The firms in a monopolistically competitive market produce analogous products which are however not completely identical (Colander, 2008). This makes each of the firms and the products to aim at satisfying very similar basic want or need.
Therefore, the products that are put into the market by these firms are near proxies and are very comparable but are nevertheless not perfect substitutes (Ison & Wall, 2006). Even though the products might in actual sense have substitutes or slight physical differences, consumers of the products are the only ones who might perceive them to be different because the similarities between the products are usually more than the differences (Pindyck & Rubinfeld, 2001).
Therefore, firms in a monopolistically competition at any given moment have a great number of potential competitors since the products are usually almost the same and at the same time have a great number of potential consumers who are currently buying the competitors’ products.
A firm in a monopolistic competition increases on the profit by opting for the output that creates the maximum difference between the total income line and the total cost line. However, over the long run, a firm produces less output and charges a higher price which is even greater than its marginal cost (Pindyck & Rubinfeld, 2001).
The difference in price and marginal cost effectively goes against the vital order of efficiency because income is not being utilized to create the utmost level of consumer satisfaction. The graphs in Figure 1.1 represents the trends of such;
Fig 1.1: Marginal Revenue Curve and Operational Barrier Curve by (Chamberlin, E. 1999).
TC= Total Cost
TR= Total Revenue
This leads to inefficiency which is basically caused by the minimal market control monopolistically competitive firms have over the overall market, and hence most of the firms experience a negatively-sloped demand curves where price is greater than marginal revenue where the price is placed equivalent to marginal cost in order to maximize profit (Figure 2).
Therefore, as firms continue to receive income through sales, the income is translated into production in order to produce more goods of higher quality to satisfy the market needs (Ison & Wall, 2006).
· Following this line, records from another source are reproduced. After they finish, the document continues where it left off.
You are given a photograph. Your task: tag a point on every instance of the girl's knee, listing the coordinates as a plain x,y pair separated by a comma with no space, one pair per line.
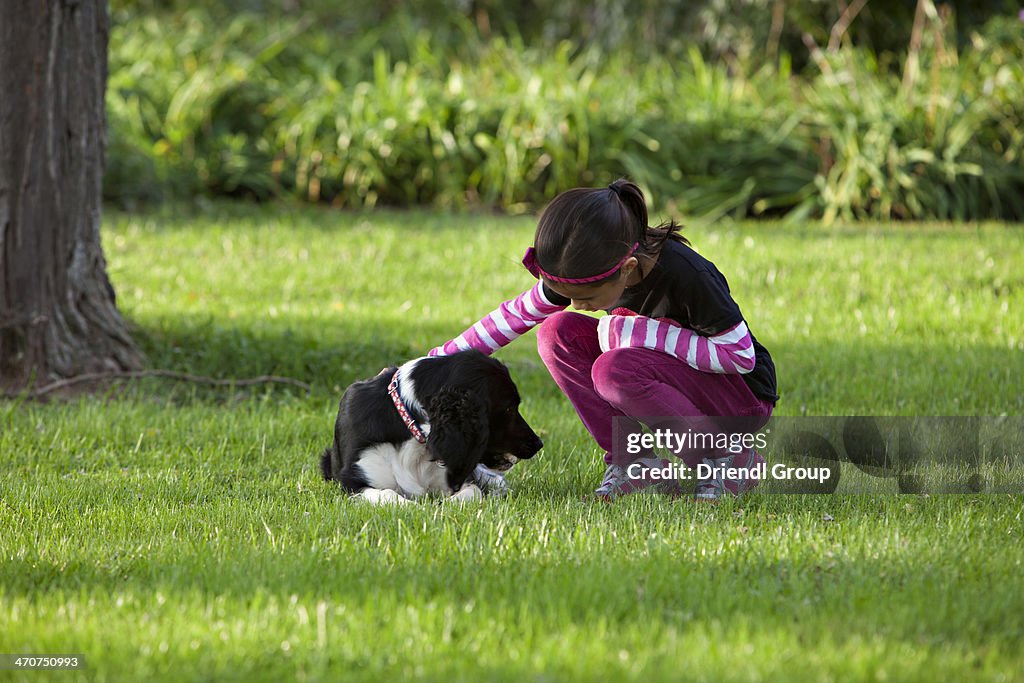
615,374
562,329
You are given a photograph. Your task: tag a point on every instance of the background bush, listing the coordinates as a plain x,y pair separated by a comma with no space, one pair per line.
484,109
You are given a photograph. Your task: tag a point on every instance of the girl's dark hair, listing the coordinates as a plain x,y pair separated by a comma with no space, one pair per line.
586,230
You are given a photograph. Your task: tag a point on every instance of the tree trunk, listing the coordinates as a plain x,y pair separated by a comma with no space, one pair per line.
57,312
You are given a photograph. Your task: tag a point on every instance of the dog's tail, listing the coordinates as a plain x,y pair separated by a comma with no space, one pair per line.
327,462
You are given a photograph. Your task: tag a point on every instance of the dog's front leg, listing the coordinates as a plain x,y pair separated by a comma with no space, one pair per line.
469,493
382,497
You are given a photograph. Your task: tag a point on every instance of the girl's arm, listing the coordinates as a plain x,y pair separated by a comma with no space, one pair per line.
729,352
506,323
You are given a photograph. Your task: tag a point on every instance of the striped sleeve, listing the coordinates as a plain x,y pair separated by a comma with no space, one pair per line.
503,325
729,352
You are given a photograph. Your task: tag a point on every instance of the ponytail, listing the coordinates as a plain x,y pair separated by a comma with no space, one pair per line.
651,239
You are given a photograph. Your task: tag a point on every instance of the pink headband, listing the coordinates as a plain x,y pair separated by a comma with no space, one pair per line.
529,260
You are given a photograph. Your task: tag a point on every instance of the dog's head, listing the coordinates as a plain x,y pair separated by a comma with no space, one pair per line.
473,408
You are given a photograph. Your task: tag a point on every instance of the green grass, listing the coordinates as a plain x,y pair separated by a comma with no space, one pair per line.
174,531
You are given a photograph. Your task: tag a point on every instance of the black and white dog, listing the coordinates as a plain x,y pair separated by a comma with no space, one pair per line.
425,427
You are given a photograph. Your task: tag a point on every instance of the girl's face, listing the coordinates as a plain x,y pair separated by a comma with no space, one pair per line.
600,296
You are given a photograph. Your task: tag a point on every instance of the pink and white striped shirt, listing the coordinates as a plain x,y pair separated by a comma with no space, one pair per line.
510,321
728,352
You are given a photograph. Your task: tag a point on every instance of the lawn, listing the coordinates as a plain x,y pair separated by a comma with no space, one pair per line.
172,530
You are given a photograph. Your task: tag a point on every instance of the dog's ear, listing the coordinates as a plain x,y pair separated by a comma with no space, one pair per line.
459,431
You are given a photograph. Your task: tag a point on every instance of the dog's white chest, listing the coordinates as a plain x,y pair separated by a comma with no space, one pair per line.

Furthermore, monopolistic competitive firms can only make normal profits in the long term because they only control a small portion of the market which cannot be expanded due to the presence of several competitors (Colander, 2008). If the firm were to produce superior quality goods, then the cost of production would be at a similar ratio to the percentage sales hence the profits will be normal in the long run.
A Monopolistic competition is the toughest yet most common market structure due to its relatively unregulated mode of operation. It is also quite simple to establish a firm in a monopolistic competition as compared to other market structures. Firms that operate in a Monopolistic competition each have a small portion of the market in their control and hence due to the dissimilarity in product, neither of the firms has control of the price of the products hence the price becomes market driven.
Chamberlin, E. (1999). A Supplementary Bibliography on Monopolistic Competition. The Quarterly Journal of Economics, Vol. 75, No. 28, pp. 629-638.
Colander, D. (2008) Microeconomics. 7th Ed. London: McGraw-Hill.
Ison, S. and Wall, S. (2006) Economics. 4th Ed. New York: Financial Times in assoc with Prentice Hall.
Pindyck, R & Rubinfeld, D. (2001) Microeconomics. 5th Ed. New York: Prentice-Hall.